The same authority’s report clearly states that India doesn’t need any new power plants till 2027. In the preface of its vision document for renewable energy, Niti Aayog accepts that dependency on coal is the biggest reason why people are not getting access to electricity. However, one glance at the ministry of power’s website shows that India is generating excess power every day.
If these reasons aren’t enough, state-run power giants are not going ahead with the slated expansion of coal plants after conceding that the price of renewable energy is far lower than the power generated from coal.
Setting up a coal fired plant requires minimum five years, as against the five to six months for a renewable unit. Last mile connectivity for power consumers can be better achieved by establishing more wind and solar plants. But, instead of going for them, we are bringing in more coal fired plants which are not just taking away huge forest lands but are also the highest consumers of water and most polluting industrial units. To distribute power to every household, the country needs to reduce its dependency on fossil fuels, but it is doing just the opposite.
Before we add a single megawatt of coal fired unit, we need to ensure full compliance of environmental norms by existing plants.
Presuming the power units will install the required technologies for mitigating pollution, what is the guarantee that the units would make best use of the technology?
The only solution is making all the information available to the public, which is also one of the conditions in the environment clearance issued to the units. The issue is not just about installing an FGD (flue gas desulphurisation) or an electrostatic precipitator (ESP) but for how long they are going to run. Power units can have a system but there is no way for people to know if it’s working or not. Therefore, all the monitoring results should be accessible.
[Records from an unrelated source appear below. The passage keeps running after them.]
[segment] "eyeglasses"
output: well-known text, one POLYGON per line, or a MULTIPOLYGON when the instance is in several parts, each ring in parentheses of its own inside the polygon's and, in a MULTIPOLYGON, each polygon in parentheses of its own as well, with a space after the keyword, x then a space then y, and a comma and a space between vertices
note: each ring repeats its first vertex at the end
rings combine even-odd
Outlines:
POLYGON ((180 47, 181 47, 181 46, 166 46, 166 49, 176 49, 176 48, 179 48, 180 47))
The debate over indispensability of FGD to control sulphur dioxide continues. When will a clear picture emerge?
After a detailed process and consultation over several meetings, the ministry of environment, forest and climate change (MoEFCC) and ministry of power had notified the new emission norms on December 7, 2015, for thermal power plants which must achieve the stipulated standards for water consumption, particulate matter, sulphur dioxide and nitrogen oxide emissions. Till date, no power company has challenged the new norms. No agency or authority has come forward to say that FGD is not viable or is a wrong technology. All they keep asking is for time.
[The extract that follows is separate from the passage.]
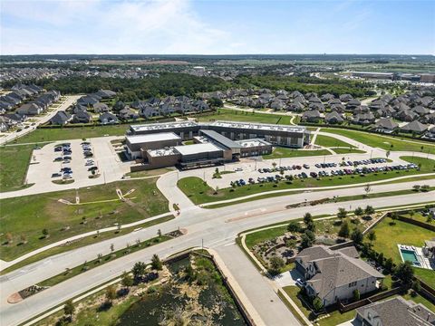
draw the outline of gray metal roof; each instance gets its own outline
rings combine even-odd
[[[241,149],[242,145],[237,143],[234,140],[231,140],[227,139],[225,136],[222,136],[218,132],[216,132],[215,130],[207,130],[207,129],[201,129],[201,133],[208,138],[211,139],[214,141],[218,142],[219,144],[228,148],[228,149]]]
When do state pollution control boards step in? Is their job limited to only issuing notices?
Many of these boards are not doing much apart from writing standard letters to polluting units. It is a misconception that the board is not an action-taking authority. In every instance where there is a violation of Air or Water Act, the board has legal powers to initiate stringent action. It has two options: either file a criminal complaint before the judicial magistrate or file a civil application for restoration and compensation before the National Green Tribunal (NGT). However, very few states are following these judicial procedures.
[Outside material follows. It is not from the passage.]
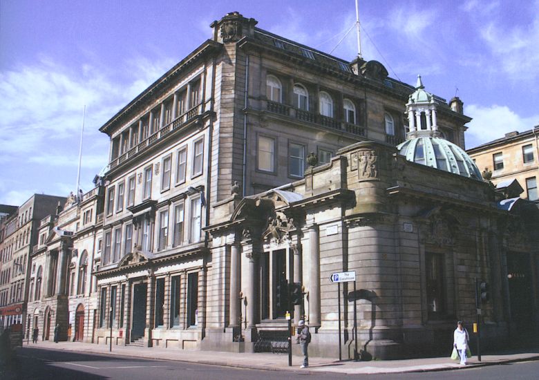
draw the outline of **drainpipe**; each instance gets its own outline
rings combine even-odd
[[[241,193],[245,196],[245,177],[247,175],[247,108],[249,95],[249,55],[245,57],[245,89],[243,99],[243,162],[242,164]]]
In many cases, we have seen blatant violation of NGT orders.
There was a time when a court’s order was the final thing. Today, an order is the beginning of an action. Order of any court ultimately needs the presence of civil society to make it speak. Proving something illegal is not enough and the classic example of this is Ganga and Yamuna river cases where the apex court’s orders on their conservation were blatantly violated.
After Maharashtra, UP is planning to ban plastic. When it comes to environment conservation and economic sustainability, what should we choose?
Every ban should take place in phases so that its impact is minimised. Having said that, it also important to consider the views of those who are impacted. The government need not necessarily take consent from every stakeholder because they will never give their complete nod. The state should be selective and choose whose views should be taken in. It must factor in the transition cost too. Whenever imposing a ban on something which was per se legal, there must be a switchover time and assessment for those who are marginal. A ban should cause minimum hardship to the people who are not responsible for the problem. It should be achieved gradually, with a definite timeline and milestones to achieve.